Uri Avnery: 1923-2018 [Obituary]

Submitted by Gemma_S on 21 August, 2018 - 1:19 Author: Omar Raii
Uri Avnery standing at the head of a march holding a placard with both Palestinian and Israeli flags

The longstanding left-wing Israeli activist and former Knesset member Uri Avnery has died in Tel Aviv at the age of 94.

He lived an extraordinary life but ultimately he will be remembered as a paragon of the principled Israeli socialist who advocated for unity between Israelis and Palestinians and for an independent Palestinian state. He will also no doubt be remembered for founding the Gush Shalom – Peace Bloc – organisation, which exists to oppose the Israeli occupation and promote a two-state settlement in Israel-Palestine.

His origins were like thousands of Israelis of his generation, his family arrived in Mandatory Palestine after fleeing their native Germany in 1933 following the Nazi seizure of power. He initially grew up in radical right-wing politics, joining the Irgun in 1938 (he would later famously say, in response to a call for condemnation or Palestinian terrorism: “I used to be a terrorist myself”).

Disillusioned and shaken by the events and wars in the early decades of Israel’s history, he gradually moved to the left, founding a peace movement in Israel that led to him being vilified and attacked by some Israelis. In 1982 he made the hugely symbolic move of meeting Yasser Arafat in Beirut at the time of the first Israel-Lebanon war. He was said to be the first Israeli that ever met Arafat, an act so controversial at the time that even Avnery’s mother disowned him for it. He was also one of the few Israelis to attend Arafat’s funeral in Ramallah in 2004. Arafat was a complicated figure (to perhaps be a bit euphemistic) but Avnery’s friendship with him was a brave act and still braver was his push for Arafat and the Israeli public to support a two-state settlement.

He never stopped believing, until his final day, that peace and justice would not come to Israel-Palestine until there was justice for the Palestinians and mutual agreement for an independent Palestinian state.

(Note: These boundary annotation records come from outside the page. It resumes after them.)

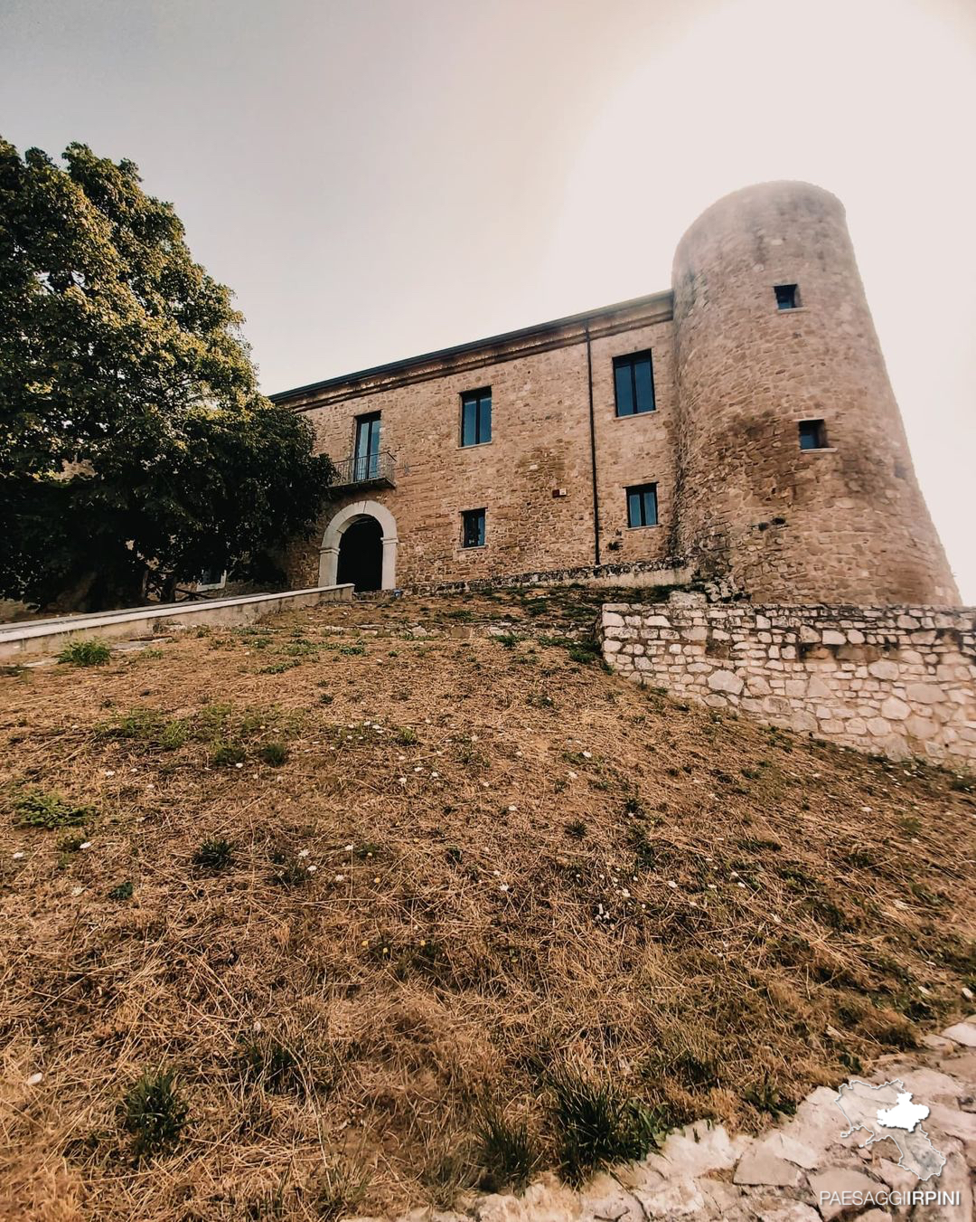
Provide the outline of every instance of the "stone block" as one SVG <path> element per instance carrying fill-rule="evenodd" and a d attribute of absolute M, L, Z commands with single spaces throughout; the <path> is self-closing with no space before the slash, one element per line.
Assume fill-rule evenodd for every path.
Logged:
<path fill-rule="evenodd" d="M 712 671 L 707 683 L 712 692 L 732 692 L 734 695 L 739 695 L 745 686 L 732 671 Z"/>

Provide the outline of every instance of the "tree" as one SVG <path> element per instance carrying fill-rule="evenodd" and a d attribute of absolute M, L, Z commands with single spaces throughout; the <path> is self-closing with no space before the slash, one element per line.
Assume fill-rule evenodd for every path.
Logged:
<path fill-rule="evenodd" d="M 0 596 L 98 610 L 268 577 L 332 467 L 257 391 L 230 290 L 132 161 L 0 139 Z"/>

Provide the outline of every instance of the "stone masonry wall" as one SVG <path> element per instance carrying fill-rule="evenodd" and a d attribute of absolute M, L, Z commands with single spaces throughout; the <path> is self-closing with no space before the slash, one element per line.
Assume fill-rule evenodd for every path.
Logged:
<path fill-rule="evenodd" d="M 636 682 L 895 759 L 976 764 L 976 610 L 606 604 L 603 657 Z"/>

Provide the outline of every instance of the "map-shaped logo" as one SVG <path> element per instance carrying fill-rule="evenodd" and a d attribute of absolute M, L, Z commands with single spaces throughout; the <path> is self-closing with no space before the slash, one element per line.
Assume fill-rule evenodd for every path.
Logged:
<path fill-rule="evenodd" d="M 905 1090 L 900 1078 L 881 1086 L 851 1078 L 840 1088 L 836 1102 L 848 1122 L 842 1136 L 866 1133 L 867 1140 L 859 1143 L 862 1150 L 875 1141 L 894 1141 L 900 1155 L 898 1166 L 919 1179 L 931 1179 L 942 1172 L 945 1155 L 936 1150 L 921 1127 L 928 1108 L 925 1103 L 912 1103 L 911 1091 Z"/>

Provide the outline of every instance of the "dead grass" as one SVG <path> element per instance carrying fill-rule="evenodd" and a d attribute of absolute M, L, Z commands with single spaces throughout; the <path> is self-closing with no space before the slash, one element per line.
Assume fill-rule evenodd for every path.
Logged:
<path fill-rule="evenodd" d="M 600 598 L 324 607 L 0 678 L 12 1216 L 445 1205 L 568 1157 L 566 1067 L 619 1114 L 754 1128 L 967 1006 L 971 787 L 607 676 Z M 89 847 L 15 826 L 26 793 L 92 808 Z M 161 1067 L 186 1124 L 133 1160 L 120 1108 Z"/>

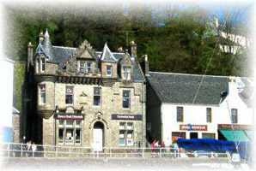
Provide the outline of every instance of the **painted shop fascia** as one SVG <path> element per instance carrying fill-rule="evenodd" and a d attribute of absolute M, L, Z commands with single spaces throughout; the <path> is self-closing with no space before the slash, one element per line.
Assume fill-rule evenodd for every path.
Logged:
<path fill-rule="evenodd" d="M 53 145 L 143 146 L 145 139 L 145 77 L 130 54 L 52 46 L 39 35 L 34 55 L 27 45 L 26 140 Z M 30 79 L 29 79 L 30 78 Z M 33 107 L 35 106 L 35 107 Z"/>

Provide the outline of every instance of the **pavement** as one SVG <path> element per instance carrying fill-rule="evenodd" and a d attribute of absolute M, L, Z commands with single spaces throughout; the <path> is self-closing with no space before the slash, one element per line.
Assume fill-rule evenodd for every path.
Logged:
<path fill-rule="evenodd" d="M 2 158 L 0 170 L 37 171 L 37 170 L 234 170 L 235 166 L 226 159 L 94 159 L 94 158 L 34 158 L 9 157 Z M 247 164 L 241 165 L 238 170 L 249 170 Z"/>

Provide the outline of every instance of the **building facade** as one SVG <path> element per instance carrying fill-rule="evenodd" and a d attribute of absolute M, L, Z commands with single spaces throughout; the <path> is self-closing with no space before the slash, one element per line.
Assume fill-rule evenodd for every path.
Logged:
<path fill-rule="evenodd" d="M 180 138 L 252 139 L 250 79 L 155 72 L 146 77 L 148 139 L 167 145 Z"/>
<path fill-rule="evenodd" d="M 0 44 L 2 42 L 0 42 Z M 0 121 L 0 142 L 12 141 L 13 78 L 15 62 L 6 57 L 0 48 L 0 85 L 3 90 L 0 107 L 3 119 Z"/>
<path fill-rule="evenodd" d="M 145 78 L 134 42 L 131 55 L 107 44 L 94 51 L 87 40 L 78 48 L 52 46 L 46 31 L 34 55 L 28 44 L 27 65 L 30 139 L 99 149 L 145 144 Z"/>

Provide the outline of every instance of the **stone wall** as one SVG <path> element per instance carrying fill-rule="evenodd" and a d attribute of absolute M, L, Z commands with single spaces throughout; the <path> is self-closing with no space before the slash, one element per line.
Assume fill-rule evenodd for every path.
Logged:
<path fill-rule="evenodd" d="M 84 114 L 84 120 L 82 121 L 82 145 L 91 146 L 93 144 L 93 129 L 96 121 L 101 121 L 104 125 L 104 145 L 119 146 L 119 126 L 120 121 L 131 121 L 134 125 L 134 144 L 142 144 L 143 142 L 143 121 L 119 121 L 112 120 L 113 114 L 130 114 L 143 115 L 141 96 L 142 83 L 132 83 L 129 86 L 121 82 L 116 82 L 111 86 L 101 86 L 97 85 L 78 85 L 56 83 L 54 91 L 54 83 L 42 82 L 46 86 L 46 109 L 54 109 L 55 105 L 59 109 L 69 109 L 69 112 L 81 109 Z M 65 87 L 66 86 L 74 86 L 74 103 L 73 105 L 65 104 Z M 94 87 L 101 88 L 101 105 L 94 105 Z M 124 109 L 122 107 L 123 90 L 131 91 L 131 108 Z M 56 95 L 54 95 L 56 92 Z M 55 98 L 55 100 L 54 100 Z M 70 108 L 69 108 L 70 107 Z M 144 111 L 143 111 L 144 112 Z M 102 117 L 98 119 L 96 115 L 101 113 Z M 50 119 L 43 120 L 43 144 L 53 144 L 57 139 L 58 130 L 55 128 L 55 119 L 53 115 Z"/>
<path fill-rule="evenodd" d="M 12 114 L 12 142 L 21 143 L 21 115 Z"/>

He rallied against injustice, such as the recent Israeli National-State law, until the very end.

His death is sad news for those who push for an independent Palestinian state alongside Israel, at a time of almost universal despair that sees the nationalist right-wing Netanyahu government seem relentless in its pursuit of racist policies and further settlement expansion. But Avnery’s example, of supporting two-states when it was unpopular both in Israel and until the very end of his life, knowing that it was the most principled position with which socialists could fight for unity between Jews and Arabs, is inspiring.

Gush Shalom and other groups that support the principle of two-states for two peoples will keep fighting for it, as it is more necessary now than ever.